Materials for Art


SHIO KUSAKA



I loved the show of Richard Serra's early work at David Zwirner. It is full of feeling for material, volume and balance, the hallmarks of his mature achievements. My favorite work at the show was a lead plate made in the form of a canvas sheet that has been folded into four quarters and then unfolded. On the second floor were Blinky Palermo's works on paper, which he did near the end of his all-too-short life. Many of the drawings were composed in series, a feature that emphasizes his constant experimentation with color, geometric shapes and brushstroke. Even though they allude so familiarly to abstraction, Minimalism and Conceptual art, they retain an irresistible freshness.

Anselm Kiefer's Morgenthau Plan at Gagosian was a very different kind of show. Monumental, serious, intense, the paintings, which cover completely with thick impasto the blown-up photographs of fields of flowers, brood on the-then US Treasury Secretary Henry Morgenthau's plan to transform post-war Germany to a pre-industrial, agricultural nation, in order to defang the country. The paintings showed flowers blooming in a landscape of devastation. Some I found overly literal and bombastic, but there was at least one very powerful work, in which the blasted field holds up a body of black water.

GH liked very much Nancy Lorenz's work at Morgan Lehman. Inspired by the landscape of South West County Kerry, Ireland, during her Cill Rialaig artist residency, she made scratches on metal plates, which she then filled with mother-of-pearl. The effect was shimmering. The plates showed the effect of Japanese aesthetics, with which Lorenz was familiar, having spent her adolescence in Japan.

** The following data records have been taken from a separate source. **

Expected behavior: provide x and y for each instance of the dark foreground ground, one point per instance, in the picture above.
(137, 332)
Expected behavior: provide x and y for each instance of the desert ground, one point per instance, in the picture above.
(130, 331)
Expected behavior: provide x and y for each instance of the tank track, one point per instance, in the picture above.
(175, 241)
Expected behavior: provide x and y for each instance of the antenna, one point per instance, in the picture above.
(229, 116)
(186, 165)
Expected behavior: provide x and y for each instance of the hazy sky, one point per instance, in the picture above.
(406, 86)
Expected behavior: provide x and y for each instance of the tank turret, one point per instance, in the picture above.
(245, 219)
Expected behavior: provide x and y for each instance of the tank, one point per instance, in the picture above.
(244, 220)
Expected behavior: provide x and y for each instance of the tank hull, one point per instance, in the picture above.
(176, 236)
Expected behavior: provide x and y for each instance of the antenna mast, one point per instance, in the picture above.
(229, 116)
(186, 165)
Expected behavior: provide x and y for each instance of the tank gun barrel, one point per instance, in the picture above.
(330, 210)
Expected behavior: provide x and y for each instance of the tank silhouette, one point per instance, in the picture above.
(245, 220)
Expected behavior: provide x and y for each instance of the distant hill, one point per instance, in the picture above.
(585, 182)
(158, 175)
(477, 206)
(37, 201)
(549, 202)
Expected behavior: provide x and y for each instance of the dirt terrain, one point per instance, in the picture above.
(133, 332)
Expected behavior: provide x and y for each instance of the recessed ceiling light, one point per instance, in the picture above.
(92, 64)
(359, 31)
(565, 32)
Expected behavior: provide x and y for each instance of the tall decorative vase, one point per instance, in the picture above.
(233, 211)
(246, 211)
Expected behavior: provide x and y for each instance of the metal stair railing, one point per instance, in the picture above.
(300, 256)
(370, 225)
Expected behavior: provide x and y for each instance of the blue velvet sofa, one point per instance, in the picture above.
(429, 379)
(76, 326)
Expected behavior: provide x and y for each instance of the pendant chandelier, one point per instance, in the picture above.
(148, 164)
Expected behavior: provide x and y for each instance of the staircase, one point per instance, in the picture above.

The Japanese sensitivity to beauty was also exhibited at the Anton Kern show of Los Angeles-based ceramicist Shio Kusaka. Her pots were not classically regular or rounded, but often achieved a peculiar autonomy of their own. I especially liked the vase and pot with a hole in their side; they are beautifully useless.

We made the trek from Chelsea to Midtown to see Maya Lin's new work with drawing pins, recycled silver and marble. I was underwhelmed. Beyond their ecological significance, the works themselves seemed rather thin.